Completely new portal. Lets be polite, but the old portal had major room for improvement. The new portal was completely rewritten and now meets requirements clients have for such an interface.

New virtual machine (VM) sizes. New standard configurations were introduced including Jumbo for x86 VMs. However, what is even more important are the new maximum possible configurations for a single VM, which can be:

  • Up to 64 vCPUs
  • Up to 128 GB RAM
  • Up to 48 TB storage

These new configurations can enable more workloads to run on SCE+.

Clustering. Even more workloads can now be enabled because of the new clustering options. Clients can choose between operating system (OS) based clustering (for all on SCE+ supported operating systems and platforms) or simple anti-collocation which enables clients to cluster VMs on the application level. Anti-collocation means that two VMs will not be provisioned on the same physical host to ensure availability of at least one node in case a host goes down.

It is important to mention that service level agreements (SLAs) are still based on the individual VM, so there is no aggregated SLA for a cluster.

Anti-collocation (and clustering) does not guarantee that the physical hosts are based in different physical buildings. Even in dual-site based SCE+ data centers, the different nodes of cluster might still be located on one site. This could potentially be removed in a later release of SCE+.

Unmanaged instances. Clients can request unmanaged virtual machines on SCE+ with the following limitations:

  • Managed VMs cannot be transformed to unmanaged ones (or the other way around)
  • Clustering is not available on unmanaged VMs
  • Unmanaged VMs must be based on available SCE+ images; there is still no way to import custom images
  • Migration services are not available for unmanaged instances

Migration services. Migration services for x86 and IBM Power System platforms can now be contracted as an optional part of an SCE+ contract.

Active Directory integration. SCE+ now supports the integration of complex Microsoft Active Directory setups including a client-specific isolated domain or even joining (managed) VMs to the client’s active directory (AD) forest.

Database and middleware alerting and management. Beside the management of the operating system, clients can now choose database and middleware management as an option in two flavors:

  • Alerting only. The client maintains responsibility, but will be alerted by an automated monitoring system in case of failure.
  • Management. IBM provides management for selected database and middleware products (mainly IBM DB2 database software, MS SQL, Oracle, Sybase and IBM WebSphere products).

Custom hostnames and FQDN. Custom hostnames and full qualified domain names (FQDN) can now be chosen during the provisioning of a server VM.

Load Balancer as a service. Beside the currently available virtual software load balancer (vLBF), load balancing as a service is also available. The new service is based on industry leading hardware appliances and provides features like SSL offloading. Currently load balancing is only supported in a single site.

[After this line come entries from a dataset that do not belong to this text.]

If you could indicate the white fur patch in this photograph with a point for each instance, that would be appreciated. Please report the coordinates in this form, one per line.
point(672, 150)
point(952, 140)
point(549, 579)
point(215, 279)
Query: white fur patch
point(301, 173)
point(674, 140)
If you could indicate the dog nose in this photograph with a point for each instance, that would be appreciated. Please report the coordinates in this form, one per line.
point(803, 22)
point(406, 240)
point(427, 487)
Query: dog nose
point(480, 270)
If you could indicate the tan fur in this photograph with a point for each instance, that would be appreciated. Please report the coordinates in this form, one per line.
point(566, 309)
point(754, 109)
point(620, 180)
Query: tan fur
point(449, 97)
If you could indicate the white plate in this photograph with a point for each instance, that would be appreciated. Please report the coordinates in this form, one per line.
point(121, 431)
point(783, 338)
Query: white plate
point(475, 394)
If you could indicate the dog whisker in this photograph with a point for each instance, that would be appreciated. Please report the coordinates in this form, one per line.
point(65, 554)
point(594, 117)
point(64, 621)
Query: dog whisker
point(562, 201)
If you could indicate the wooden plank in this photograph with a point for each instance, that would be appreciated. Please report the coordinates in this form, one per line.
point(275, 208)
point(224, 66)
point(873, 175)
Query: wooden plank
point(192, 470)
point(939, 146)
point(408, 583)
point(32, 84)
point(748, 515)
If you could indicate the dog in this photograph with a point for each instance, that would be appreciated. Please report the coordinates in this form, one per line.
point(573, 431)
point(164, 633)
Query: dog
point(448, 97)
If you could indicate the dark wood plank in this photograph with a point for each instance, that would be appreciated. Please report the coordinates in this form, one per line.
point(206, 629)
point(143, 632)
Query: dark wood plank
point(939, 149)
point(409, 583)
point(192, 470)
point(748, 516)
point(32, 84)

Increased number of security zones. Although three security zones remain standard, clients can request up to 12 security zones if required by the design of their environment when onboarding. Additional security zones can also be requested after boarding through an Request for Service (RFS), but provisioning is then subject to availability. However, there is a hard limit of 12 security zones per client.

Summary

SCE+ 1.3 is a milestone in terms of features and new possibilities. It enables a lot more workloads to be supported on SCE+ and SCE+ based offerings like IBM SmartCloud for SAP (SC4SAP) and IBM SmartCloud for Oracle Applications (SC4Oracle).